В ответ на эти русофобские выпады Есенин пишет статью “Россияне”, предназначенную для задуманного им журнала с одноименным названием: “Не было омерзительнее и паскуднее времени в литературной жизни, чем время, в которое мы живём. Тяжелое за эти годы состояние государства в международной схватке за свою независимость случайными обстоятельствами выдвинуло на арену литературы революционных фельдфебелей, которые имеют заслуги перед пролетариатом, но ничуть не перед искусством… Некоторые типы, находясь в такой блаженной одури и упоенные тем, что на скотном дворе и хавронья сходит за царицу, дошли до того, что и впрямь стали отстаивать точку зрения скотного двора. Сие относится к тому типу, который часто подписывается фамилией Сосновский… В чем же собственно дело? А дело, видимо, в том, что признанный на скотном дворе талантливым журналистом, он этого признания никак не может добиться в писательской и поэтической среде, где на него смотрят хуже, чем на Пришибеева. Уже давно стало ясным фактом, как бы ни хвалил и ни рекомендовал Троцкий разных Безыменских, что пролетарскому искусству грош цена, за исключением Герасимова, Александровского, Кириллова и некоторых других, но и этих, кажется, “заехали”, как выражается Борис Волин, еще более кретинский, чем Сосновский. Бездарнейшая группа мелких интриганов и репортерских карьеристов…”.

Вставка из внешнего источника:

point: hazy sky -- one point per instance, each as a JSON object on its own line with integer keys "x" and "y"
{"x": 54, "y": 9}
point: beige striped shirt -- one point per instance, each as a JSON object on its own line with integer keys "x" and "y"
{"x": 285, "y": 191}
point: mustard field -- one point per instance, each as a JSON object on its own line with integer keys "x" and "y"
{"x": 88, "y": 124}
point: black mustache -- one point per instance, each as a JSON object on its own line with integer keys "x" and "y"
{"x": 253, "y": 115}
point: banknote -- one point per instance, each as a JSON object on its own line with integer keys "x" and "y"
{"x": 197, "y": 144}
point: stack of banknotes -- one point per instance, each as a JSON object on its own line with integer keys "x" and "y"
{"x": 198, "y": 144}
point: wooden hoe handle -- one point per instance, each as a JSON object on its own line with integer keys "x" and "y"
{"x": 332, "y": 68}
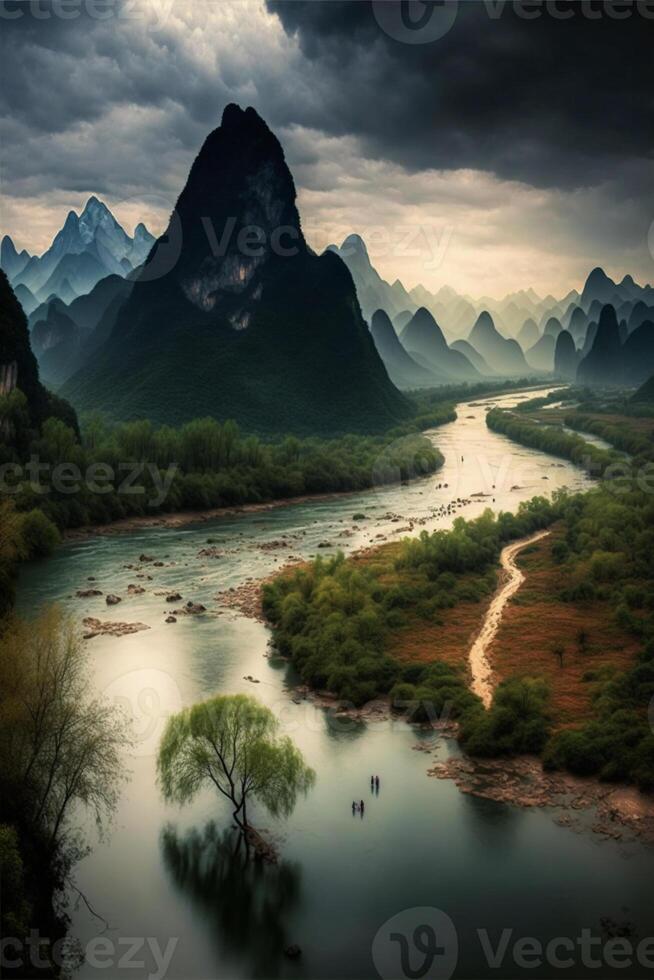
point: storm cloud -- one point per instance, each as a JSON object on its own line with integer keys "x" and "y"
{"x": 521, "y": 144}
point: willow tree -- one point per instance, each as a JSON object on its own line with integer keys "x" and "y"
{"x": 232, "y": 742}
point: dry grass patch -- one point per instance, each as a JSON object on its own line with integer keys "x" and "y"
{"x": 536, "y": 623}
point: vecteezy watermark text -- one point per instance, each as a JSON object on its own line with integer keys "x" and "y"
{"x": 424, "y": 942}
{"x": 144, "y": 953}
{"x": 44, "y": 478}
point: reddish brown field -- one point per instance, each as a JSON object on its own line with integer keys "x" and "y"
{"x": 535, "y": 622}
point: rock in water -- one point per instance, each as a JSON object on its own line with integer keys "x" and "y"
{"x": 235, "y": 317}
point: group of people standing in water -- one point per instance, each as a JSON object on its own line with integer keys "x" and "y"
{"x": 360, "y": 807}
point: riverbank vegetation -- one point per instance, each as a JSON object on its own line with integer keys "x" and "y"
{"x": 346, "y": 625}
{"x": 231, "y": 743}
{"x": 60, "y": 752}
{"x": 338, "y": 620}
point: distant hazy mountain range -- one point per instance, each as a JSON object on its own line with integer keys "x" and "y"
{"x": 520, "y": 335}
{"x": 232, "y": 335}
{"x": 89, "y": 247}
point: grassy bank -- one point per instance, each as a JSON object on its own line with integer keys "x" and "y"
{"x": 574, "y": 657}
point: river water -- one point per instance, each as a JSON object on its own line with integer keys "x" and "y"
{"x": 164, "y": 876}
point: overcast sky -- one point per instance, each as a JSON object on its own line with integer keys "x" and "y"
{"x": 496, "y": 147}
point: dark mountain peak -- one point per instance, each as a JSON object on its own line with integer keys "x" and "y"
{"x": 235, "y": 118}
{"x": 565, "y": 356}
{"x": 241, "y": 320}
{"x": 237, "y": 214}
{"x": 94, "y": 205}
{"x": 608, "y": 319}
{"x": 424, "y": 324}
{"x": 18, "y": 367}
{"x": 382, "y": 321}
{"x": 604, "y": 361}
{"x": 71, "y": 222}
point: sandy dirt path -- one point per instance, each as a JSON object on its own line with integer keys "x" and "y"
{"x": 480, "y": 668}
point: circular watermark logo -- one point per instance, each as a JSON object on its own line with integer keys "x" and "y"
{"x": 148, "y": 697}
{"x": 415, "y": 21}
{"x": 416, "y": 943}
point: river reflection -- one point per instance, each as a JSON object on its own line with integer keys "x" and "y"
{"x": 163, "y": 874}
{"x": 245, "y": 903}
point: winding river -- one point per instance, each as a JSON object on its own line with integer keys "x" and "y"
{"x": 165, "y": 874}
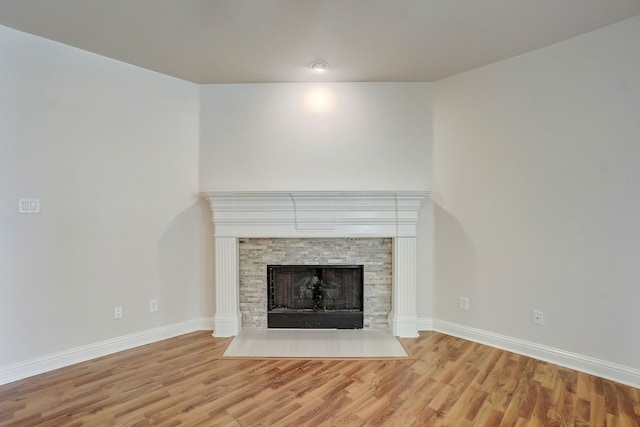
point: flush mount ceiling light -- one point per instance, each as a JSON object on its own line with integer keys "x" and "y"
{"x": 319, "y": 66}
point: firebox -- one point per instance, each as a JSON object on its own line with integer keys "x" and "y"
{"x": 315, "y": 296}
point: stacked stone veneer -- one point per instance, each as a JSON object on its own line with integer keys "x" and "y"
{"x": 256, "y": 253}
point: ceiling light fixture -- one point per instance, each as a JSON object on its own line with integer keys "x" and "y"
{"x": 319, "y": 66}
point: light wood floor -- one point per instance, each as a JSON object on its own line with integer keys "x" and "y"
{"x": 447, "y": 382}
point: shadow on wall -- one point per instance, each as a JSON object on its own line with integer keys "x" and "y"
{"x": 454, "y": 266}
{"x": 183, "y": 275}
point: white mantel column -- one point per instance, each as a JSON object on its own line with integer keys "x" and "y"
{"x": 227, "y": 319}
{"x": 403, "y": 319}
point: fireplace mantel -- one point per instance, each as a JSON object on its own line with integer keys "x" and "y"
{"x": 306, "y": 214}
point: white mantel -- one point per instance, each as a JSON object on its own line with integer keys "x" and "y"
{"x": 305, "y": 214}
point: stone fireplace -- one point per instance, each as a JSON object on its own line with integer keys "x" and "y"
{"x": 272, "y": 221}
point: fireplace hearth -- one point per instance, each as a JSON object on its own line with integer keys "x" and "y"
{"x": 315, "y": 296}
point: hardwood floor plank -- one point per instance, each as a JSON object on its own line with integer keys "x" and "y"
{"x": 447, "y": 382}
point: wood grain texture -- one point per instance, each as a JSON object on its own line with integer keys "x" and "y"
{"x": 447, "y": 382}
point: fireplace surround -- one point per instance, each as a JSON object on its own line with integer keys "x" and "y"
{"x": 315, "y": 296}
{"x": 238, "y": 215}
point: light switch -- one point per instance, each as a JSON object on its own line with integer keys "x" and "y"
{"x": 28, "y": 205}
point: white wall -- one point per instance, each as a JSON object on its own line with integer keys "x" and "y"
{"x": 111, "y": 150}
{"x": 536, "y": 172}
{"x": 366, "y": 136}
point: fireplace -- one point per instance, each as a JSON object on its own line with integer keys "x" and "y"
{"x": 315, "y": 214}
{"x": 315, "y": 296}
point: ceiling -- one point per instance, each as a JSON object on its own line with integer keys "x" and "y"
{"x": 256, "y": 41}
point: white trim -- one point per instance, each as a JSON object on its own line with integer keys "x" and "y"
{"x": 590, "y": 365}
{"x": 39, "y": 365}
{"x": 307, "y": 214}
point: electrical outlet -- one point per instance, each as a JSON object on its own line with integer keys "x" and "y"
{"x": 538, "y": 317}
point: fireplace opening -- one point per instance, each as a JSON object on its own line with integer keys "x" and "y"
{"x": 315, "y": 296}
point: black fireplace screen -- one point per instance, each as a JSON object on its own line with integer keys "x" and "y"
{"x": 306, "y": 295}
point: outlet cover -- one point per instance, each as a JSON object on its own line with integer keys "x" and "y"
{"x": 117, "y": 312}
{"x": 29, "y": 206}
{"x": 538, "y": 317}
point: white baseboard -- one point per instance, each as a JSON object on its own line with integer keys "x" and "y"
{"x": 590, "y": 365}
{"x": 17, "y": 371}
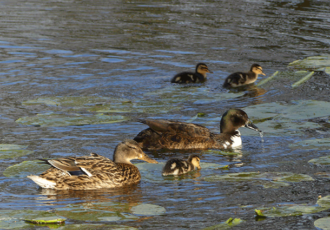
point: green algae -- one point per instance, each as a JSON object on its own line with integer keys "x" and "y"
{"x": 57, "y": 119}
{"x": 266, "y": 179}
{"x": 13, "y": 151}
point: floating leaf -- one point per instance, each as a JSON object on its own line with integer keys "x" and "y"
{"x": 225, "y": 225}
{"x": 54, "y": 119}
{"x": 311, "y": 63}
{"x": 323, "y": 223}
{"x": 14, "y": 219}
{"x": 13, "y": 151}
{"x": 267, "y": 179}
{"x": 103, "y": 211}
{"x": 95, "y": 226}
{"x": 24, "y": 169}
{"x": 288, "y": 210}
{"x": 148, "y": 210}
{"x": 321, "y": 144}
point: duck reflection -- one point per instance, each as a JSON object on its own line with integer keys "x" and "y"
{"x": 131, "y": 194}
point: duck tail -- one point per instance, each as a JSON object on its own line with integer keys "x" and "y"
{"x": 42, "y": 182}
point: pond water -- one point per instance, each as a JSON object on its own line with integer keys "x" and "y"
{"x": 76, "y": 75}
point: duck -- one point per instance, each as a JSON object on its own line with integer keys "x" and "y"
{"x": 167, "y": 134}
{"x": 240, "y": 78}
{"x": 176, "y": 166}
{"x": 94, "y": 171}
{"x": 190, "y": 77}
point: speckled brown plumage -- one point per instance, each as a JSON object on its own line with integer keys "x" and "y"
{"x": 94, "y": 171}
{"x": 165, "y": 134}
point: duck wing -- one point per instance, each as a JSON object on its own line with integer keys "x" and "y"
{"x": 177, "y": 127}
{"x": 174, "y": 135}
{"x": 81, "y": 165}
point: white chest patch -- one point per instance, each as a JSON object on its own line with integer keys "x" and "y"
{"x": 237, "y": 141}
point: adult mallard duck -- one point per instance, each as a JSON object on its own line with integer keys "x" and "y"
{"x": 94, "y": 171}
{"x": 190, "y": 77}
{"x": 165, "y": 134}
{"x": 239, "y": 78}
{"x": 176, "y": 166}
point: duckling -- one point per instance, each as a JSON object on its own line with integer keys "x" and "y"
{"x": 190, "y": 77}
{"x": 176, "y": 166}
{"x": 239, "y": 78}
{"x": 166, "y": 134}
{"x": 94, "y": 171}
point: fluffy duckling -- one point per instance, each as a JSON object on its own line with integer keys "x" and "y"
{"x": 94, "y": 171}
{"x": 190, "y": 77}
{"x": 165, "y": 134}
{"x": 239, "y": 78}
{"x": 176, "y": 166}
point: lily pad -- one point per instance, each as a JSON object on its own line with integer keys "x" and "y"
{"x": 46, "y": 220}
{"x": 103, "y": 211}
{"x": 321, "y": 144}
{"x": 225, "y": 225}
{"x": 323, "y": 223}
{"x": 95, "y": 226}
{"x": 148, "y": 210}
{"x": 324, "y": 202}
{"x": 24, "y": 169}
{"x": 286, "y": 118}
{"x": 14, "y": 219}
{"x": 266, "y": 179}
{"x": 13, "y": 151}
{"x": 311, "y": 63}
{"x": 288, "y": 210}
{"x": 55, "y": 119}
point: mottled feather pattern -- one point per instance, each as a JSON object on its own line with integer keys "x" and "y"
{"x": 181, "y": 135}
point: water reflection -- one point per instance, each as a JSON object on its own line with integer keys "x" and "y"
{"x": 129, "y": 194}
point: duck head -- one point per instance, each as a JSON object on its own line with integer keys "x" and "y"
{"x": 234, "y": 119}
{"x": 194, "y": 160}
{"x": 202, "y": 68}
{"x": 129, "y": 150}
{"x": 257, "y": 69}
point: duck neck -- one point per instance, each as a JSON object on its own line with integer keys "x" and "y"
{"x": 252, "y": 75}
{"x": 117, "y": 158}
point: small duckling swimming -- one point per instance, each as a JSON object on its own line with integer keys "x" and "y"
{"x": 94, "y": 171}
{"x": 190, "y": 77}
{"x": 176, "y": 166}
{"x": 239, "y": 78}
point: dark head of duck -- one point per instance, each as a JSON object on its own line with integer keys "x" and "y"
{"x": 257, "y": 69}
{"x": 202, "y": 69}
{"x": 234, "y": 119}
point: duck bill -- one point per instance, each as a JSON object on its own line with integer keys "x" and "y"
{"x": 146, "y": 158}
{"x": 250, "y": 125}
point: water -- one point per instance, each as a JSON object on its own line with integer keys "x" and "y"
{"x": 130, "y": 50}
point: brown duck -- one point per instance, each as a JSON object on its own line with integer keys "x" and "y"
{"x": 240, "y": 78}
{"x": 190, "y": 77}
{"x": 94, "y": 171}
{"x": 176, "y": 166}
{"x": 165, "y": 134}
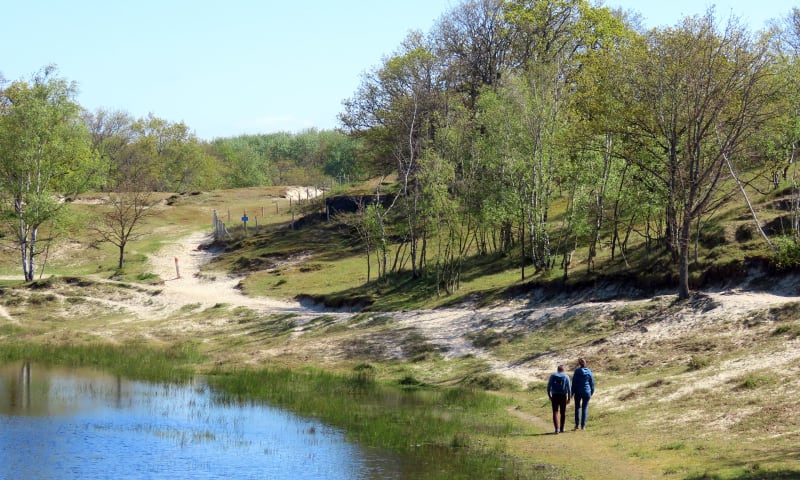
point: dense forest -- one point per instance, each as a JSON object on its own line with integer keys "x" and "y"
{"x": 484, "y": 125}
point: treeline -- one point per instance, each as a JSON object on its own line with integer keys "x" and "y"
{"x": 51, "y": 149}
{"x": 506, "y": 108}
{"x": 168, "y": 157}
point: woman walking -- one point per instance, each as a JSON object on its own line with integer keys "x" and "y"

Болезнь, неблагоприятная общественно-политическая обстановка из-за скандального дела не позволили Есенину реализовать издание журнала “Россиянин”, и статья не была опубликована. Находясь в профилактории, поэт пишет стихотворение “Вечер черные брови насопил”, завершающее цикл “Любовь хулигана”, работает над поэмой “Страна негодяев”, ведет переговоры об издании сборника “Москва кабацкая”. Из профилактория выпишется только в конце января 1924 года. В “Стране негодяев” поэт выражает мысли, которые мучили его в тот злополучный период:
Я шел с революцией,
Я думал, что братство не мечта и не сон,
Что все во единое море сольются,
Все сонмы народов,
И рас, и племен.
Пустая забава,
Одни разговоры.
Ну что же,
Ну что же мы взяли взамен?
Пришли те же жулики,
Те же воры,
И вместе с революцией
Всех взяли в плен…
Жизнь Есенина пришлась на самый сложный период существования России. Страшное предреволюционное лихолетье, грозные и очистительные дни революции, гражданская война, трудные первые годы становления советской власти. Мир менялся, рушились вековые устои. Новое утверждалось в ожесточенной борьбе. Все эти мучительные переживания вылились у него в потрясающее признание:
Знать, у всех у нас такая участь,
И, пожалуй, каждого спроси –
Радуюсь, свирепствуя и мучась,
Хорошо живётся на Руси.
Дело четырех поэтов № 2037 еще долго ходило по судебным инстанциям, попало под контроль ОГПУ и было закрыто только после гибели Есенина и Ганина 11 мая 1927 года.